Bauer Researcher Examines Effectiveness of Promotional Incentives
With two-thirds of consumers doing more of their shopping online because of the coronavirus pandemic, social media promotions crowd inboxes like never before.
But many of the firms running promotions on everything from household essentials to outdoor activity equipment are, in a sense, guessing which incentive designs work best.
Is it more profitable, for instance, to offer a consumer a single promo code, a shareable discount code, or both?
A C. T. Bauer College of Business faculty member’s research is among the first to provide answers. Its conclusive results point up the importance of shareability and a sense of exclusivity, and are already being utilized by a leading online dealmaker similar to Groupon.
Nina Huang, who recently joined Bauer as Associate Professor and Bauer Fellow in the Department of Decision & Information Sciences, co-authored the forthcoming paper in MIS Quarterly that systematically investigates promotional incentives that take into account online shoppers’ dual roles as both purchasers and sharers.
In collaboration with an online deal platform, the researchers conducted a large-scale randomized field experiment to test the effectiveness of incentive designs that vary in terms of the shareability and scarcity of promotion codes.

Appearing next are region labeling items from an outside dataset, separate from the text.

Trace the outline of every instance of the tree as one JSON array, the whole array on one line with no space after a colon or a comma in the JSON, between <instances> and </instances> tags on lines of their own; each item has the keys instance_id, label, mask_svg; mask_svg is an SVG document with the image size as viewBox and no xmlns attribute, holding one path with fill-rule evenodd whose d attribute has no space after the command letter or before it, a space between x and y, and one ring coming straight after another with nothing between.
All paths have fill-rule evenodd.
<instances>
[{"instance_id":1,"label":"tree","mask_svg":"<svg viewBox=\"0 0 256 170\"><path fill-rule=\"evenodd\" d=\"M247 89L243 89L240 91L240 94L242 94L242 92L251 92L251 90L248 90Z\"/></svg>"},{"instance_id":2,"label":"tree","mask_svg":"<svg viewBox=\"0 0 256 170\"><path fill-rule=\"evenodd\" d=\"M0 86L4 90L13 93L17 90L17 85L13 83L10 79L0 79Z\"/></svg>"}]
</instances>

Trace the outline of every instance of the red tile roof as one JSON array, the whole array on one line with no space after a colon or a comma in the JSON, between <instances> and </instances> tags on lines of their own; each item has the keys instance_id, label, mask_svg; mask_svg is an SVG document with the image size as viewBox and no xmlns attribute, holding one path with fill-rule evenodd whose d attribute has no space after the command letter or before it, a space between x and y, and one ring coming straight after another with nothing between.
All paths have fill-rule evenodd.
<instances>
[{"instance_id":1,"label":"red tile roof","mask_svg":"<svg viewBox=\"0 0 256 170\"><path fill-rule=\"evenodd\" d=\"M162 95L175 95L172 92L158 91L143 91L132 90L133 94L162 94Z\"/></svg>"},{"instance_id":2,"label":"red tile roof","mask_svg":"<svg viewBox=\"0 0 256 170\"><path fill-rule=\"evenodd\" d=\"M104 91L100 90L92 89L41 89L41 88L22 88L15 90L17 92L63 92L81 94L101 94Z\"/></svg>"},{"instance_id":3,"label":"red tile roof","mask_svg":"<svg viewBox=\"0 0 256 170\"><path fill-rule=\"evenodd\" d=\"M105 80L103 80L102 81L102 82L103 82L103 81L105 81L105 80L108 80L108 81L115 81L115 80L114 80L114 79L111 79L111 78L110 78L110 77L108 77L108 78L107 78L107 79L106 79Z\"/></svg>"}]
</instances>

They found consumers who received one non-shareable promo code significantly purchased more merchandise than those who didn’t.
Perhaps more importantly, they found that those who received one shareable promo code were less likely to purchase anything themselves, but more likely to make successful referrals. This incentive design resulted in the highest net revenue for the experimental period and the highest customer lifetime value for the firm, due to new customers acquired through successful referrals, Huang said.
“While the exclusive coupon helps with your existing customers and is really good for sales in the short-term, marketers should consider using a shareable coupon because it brings in new customers, and is actually more profitable in the long-term,” she said.
Surprisingly, consumers who received the third incentive design that offered one non-shareable code and one shareable code didn’t generate any increases – not in the number of purchases from the initial consumer contact, or the number of successful referrals.
In subsequent online experiments, the researchers found that buyers’ assumptions about exclusivity and social motives likely explain that anomaly, Huang said.
The study is the first to look at the effectiveness of shareable coupons. The growth in online activity due to the pandemic only makes the findings more critical.
“Nowadays, everyone is on social media. Companies ought to be thinking about marketing measures beyond single customer discounts that utilize social sharing for optimum profitability,” Huang said.
Huang’s co-authors on “Designing Promotion Incentive to Embrace Social Sharing: Evidence from Field and Online Experiments,” are Tianshu Sun, University of Southern California; Siva Viswanathan, University of Maryland; and Elena Zheleva, University of Illinois-Chicago.